I stuck out my hand and he looked at it a moment, breathing heavily, before he took it. He came up more easily than I was braced for. He didn’t weigh a whole lot more than the shovel. I gave it back to him to lean on.
I said, “My wife left me after three years. For a long time I thought it was my fault.”
“It
was
my fault.”
He was still panting when he turned his back on me and started toward the trailer, using the shovel like a cane. After a moment I followed.
He stood the shovel in the snow next to a set of wooden steps and we climbed them into a living room setup with an orange recliner-rocker gone grimy on the arms and a blue vinyl child’s-size sofa with metallic tape smoothed over the places where the vinyl had split and a new oval rug and a small painted bookcase containing magazines and a few thumb-smeared paperbacks. There were a sink and a two-burner stove with a built-in refrigerator at one end of the trailer and a heavy russet curtain at the other, behind which would be a bed and tub and toilet. The place was old-bachelor neat without pictures or anything to indicate that the man living there was a musician, retired or otherwise.

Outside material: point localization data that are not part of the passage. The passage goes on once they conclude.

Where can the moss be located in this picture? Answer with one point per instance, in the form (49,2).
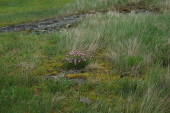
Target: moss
(49,66)
(78,76)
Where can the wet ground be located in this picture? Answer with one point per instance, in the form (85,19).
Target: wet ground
(43,26)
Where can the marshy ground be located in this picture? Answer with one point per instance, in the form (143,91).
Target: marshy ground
(130,71)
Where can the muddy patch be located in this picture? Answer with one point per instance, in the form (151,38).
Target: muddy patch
(43,26)
(55,24)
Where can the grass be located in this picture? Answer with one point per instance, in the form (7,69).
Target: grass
(130,72)
(19,11)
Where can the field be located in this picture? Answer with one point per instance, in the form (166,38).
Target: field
(129,73)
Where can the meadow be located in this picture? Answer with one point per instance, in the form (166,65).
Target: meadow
(130,71)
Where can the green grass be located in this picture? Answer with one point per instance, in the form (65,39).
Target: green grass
(19,11)
(130,72)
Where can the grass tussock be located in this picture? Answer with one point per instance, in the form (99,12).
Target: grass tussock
(130,72)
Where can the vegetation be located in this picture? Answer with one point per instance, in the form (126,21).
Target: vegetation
(130,72)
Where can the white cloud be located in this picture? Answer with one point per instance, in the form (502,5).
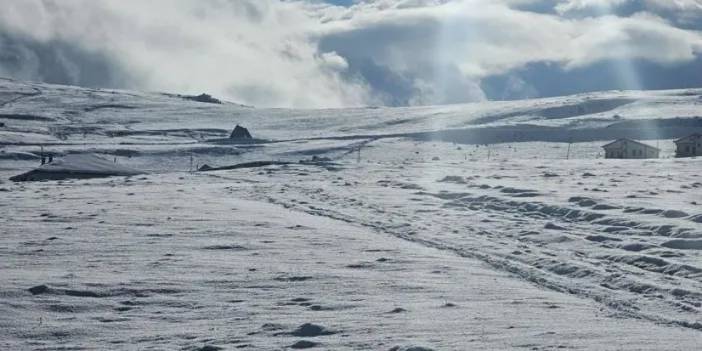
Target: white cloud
(310,54)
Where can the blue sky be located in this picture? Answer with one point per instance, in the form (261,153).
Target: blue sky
(335,53)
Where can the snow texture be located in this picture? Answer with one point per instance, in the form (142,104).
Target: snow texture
(356,229)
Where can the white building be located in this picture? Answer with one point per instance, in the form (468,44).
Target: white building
(689,146)
(627,148)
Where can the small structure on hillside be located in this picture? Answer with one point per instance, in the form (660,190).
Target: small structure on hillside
(240,132)
(689,146)
(628,148)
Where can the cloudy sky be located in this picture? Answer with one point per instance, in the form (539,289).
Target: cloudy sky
(334,53)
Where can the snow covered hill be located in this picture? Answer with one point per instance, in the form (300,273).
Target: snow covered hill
(400,228)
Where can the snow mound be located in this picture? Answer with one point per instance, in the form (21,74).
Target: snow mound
(76,166)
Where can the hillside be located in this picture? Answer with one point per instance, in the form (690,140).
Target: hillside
(348,229)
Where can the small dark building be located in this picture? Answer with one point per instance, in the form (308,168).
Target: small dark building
(627,148)
(689,146)
(240,132)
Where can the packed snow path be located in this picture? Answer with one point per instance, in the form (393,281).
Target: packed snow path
(181,262)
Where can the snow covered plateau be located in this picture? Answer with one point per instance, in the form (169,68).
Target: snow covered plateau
(486,226)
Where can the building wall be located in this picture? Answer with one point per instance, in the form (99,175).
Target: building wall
(630,150)
(689,147)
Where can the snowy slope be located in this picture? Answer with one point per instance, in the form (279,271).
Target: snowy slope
(413,233)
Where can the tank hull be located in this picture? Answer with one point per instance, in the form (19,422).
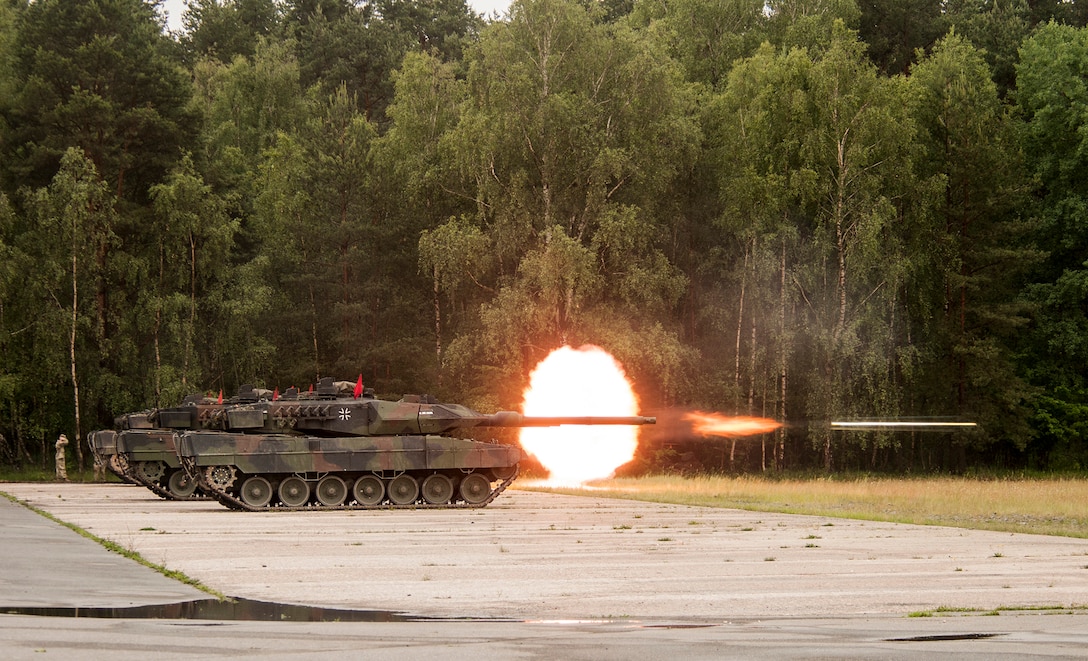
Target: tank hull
(259,472)
(150,459)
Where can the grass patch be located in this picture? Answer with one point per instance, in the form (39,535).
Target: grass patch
(950,610)
(1045,506)
(116,548)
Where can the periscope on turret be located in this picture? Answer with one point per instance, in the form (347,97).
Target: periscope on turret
(337,447)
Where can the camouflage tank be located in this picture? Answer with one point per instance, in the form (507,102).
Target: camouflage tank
(336,448)
(139,453)
(103,446)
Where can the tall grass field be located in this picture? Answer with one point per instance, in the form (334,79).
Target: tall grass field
(1043,506)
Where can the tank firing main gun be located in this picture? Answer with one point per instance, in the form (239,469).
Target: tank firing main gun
(336,412)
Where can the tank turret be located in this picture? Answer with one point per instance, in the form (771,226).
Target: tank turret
(338,447)
(348,415)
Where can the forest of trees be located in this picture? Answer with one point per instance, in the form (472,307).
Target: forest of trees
(798,209)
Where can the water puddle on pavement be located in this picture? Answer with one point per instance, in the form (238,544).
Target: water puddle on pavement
(213,609)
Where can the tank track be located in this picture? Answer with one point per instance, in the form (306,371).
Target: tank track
(236,503)
(132,475)
(165,495)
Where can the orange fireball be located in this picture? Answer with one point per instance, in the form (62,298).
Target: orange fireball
(715,424)
(580,382)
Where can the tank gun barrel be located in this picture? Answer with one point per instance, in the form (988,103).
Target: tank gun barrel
(511,419)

Except for the marijuana smell that permeated the place like disinfectant in a public restroom.
The air inside felt chillier than outdoors. He took off his hat and coat and hung them on a peg next to the door and kicked a tin furnace set into the wall near the curtain. It cut in with a wheeze and a clatter of bent fan blades.
Without his coat, the architectural effect was lost. He was thin to emaciation. He was several sizes too small tor his colorless shirt and old striped suitpants and the end of his narrow belt turned out, as if he’d had to make a new hole farther in. By contrast, his head with its thinning coil of black hair—it had to be dyed—looked huge. Whatever was killing him hadn’t wasted its way up past his neck. Nor had it affected his balance, or the big Ruger he wore hung on his right hip would have pulled him over when he kicked the furnace. It had a six-inch barrel in a stiff black leather clip and a slick walnut handle with indentations for the fingers and had to have set him back a month’s Social Security.